Before DMA data transfer, the DMA controller will apply to the CPU for bus control. If the CPU allows it, it will hand over the control. Therefore, during data exchange, the bus control is controlled by the DMA controller. After the transfer is completed, The DMA controller returns the bus control to the CPU.

(4) Channel mode

I/O device failure

The failure performance of I/O devices in the computer mainly has the following three aspects:

I/O devices can't be used normally, including various external interfaces, the keyboard of the notebook can't type, and the touch screen is not working.

Computer maintenance tools: When the motherboard diagnostic card is inserted into the motherboard to run the code, it will display the FF code, 00 code, DD code or no code, and the phenomenon of repeatedly running C1~C5 code.

Failures such as short circuiting of I/O devices may also cause the computer to be impacted or disturbed by static electricity when connected to external devices, which may damage other capacitors, diodes and other components. As a result, there is a serious consequence that the device cannot be turned on.

Preventing I/O equipment failure: I/O equipment is a sophisticated electronic product. It has strict requirements on the environment during use. Do not use it in a high temperature and humid environment.

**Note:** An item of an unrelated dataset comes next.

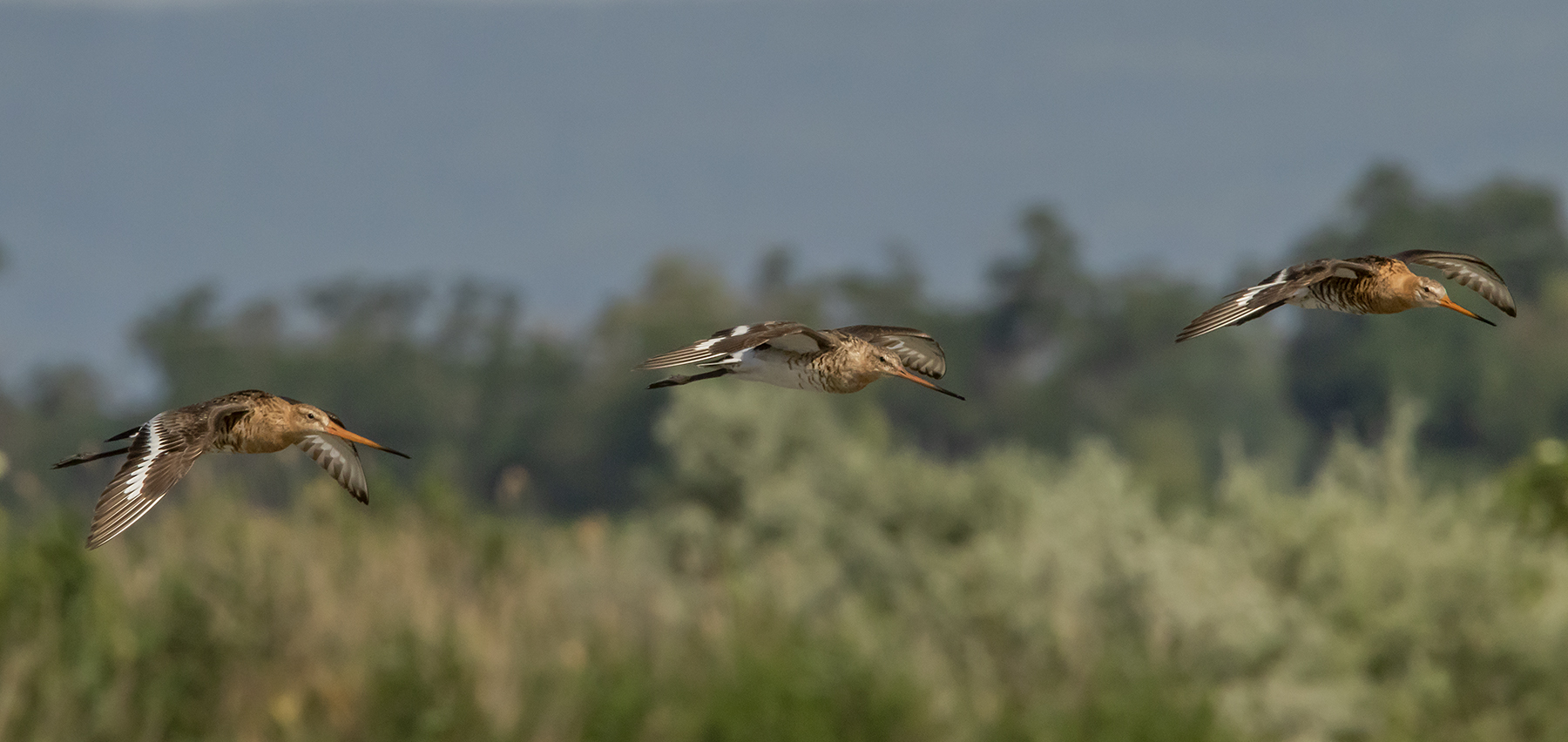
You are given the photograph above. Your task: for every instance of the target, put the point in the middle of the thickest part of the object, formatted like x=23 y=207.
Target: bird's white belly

CPU bottleneck on i/o process

In a mainframe environment with limited CPU performance, i/o processes can affect the workload.

  On systems with limited CPUs, batch processing can make i/o performance worse. Usually in the case of the lowest system priority, when the CPU is bottleneck, the batch process barely runs i/o because it has to compete for resources with the online process. Every time i/o, a process starts to release CPU resources and is taken over by a higher priority process. But even if the i/o process is completed quickly, the batch process also needs to compete for the process resources of the completed task and accept CPU thread scheduling.

   Online processes usually get the necessary CPU resources. The i/o process will not slow down the workload of the customer information control system (CICS) or information management system (IMS) because each i/o is not synchronized.

  However, some special processes are affected by CPU bottlenecks like batch processing. In CICS, once the transaction processing completed by i/o, before i/o continues to work, i/o has passed the CICS chain scheduler. It is especially obvious in CICS workloads that i/o has deep scheduling queues.

   The IMS transaction running message processing area (MPR’S) takes a different path, but all are the same. Once the database i/o is completed, IMS will notify the MPR that is competing with the server for resources before it can process more work.

   The fastest i/o cannot be achieved. Therefore, use data input memory as much as possible to prevent bottlenecks in a CPU-limited environment. The data in i/o input memory includes buffer pool, reference table, data cache space and other methods.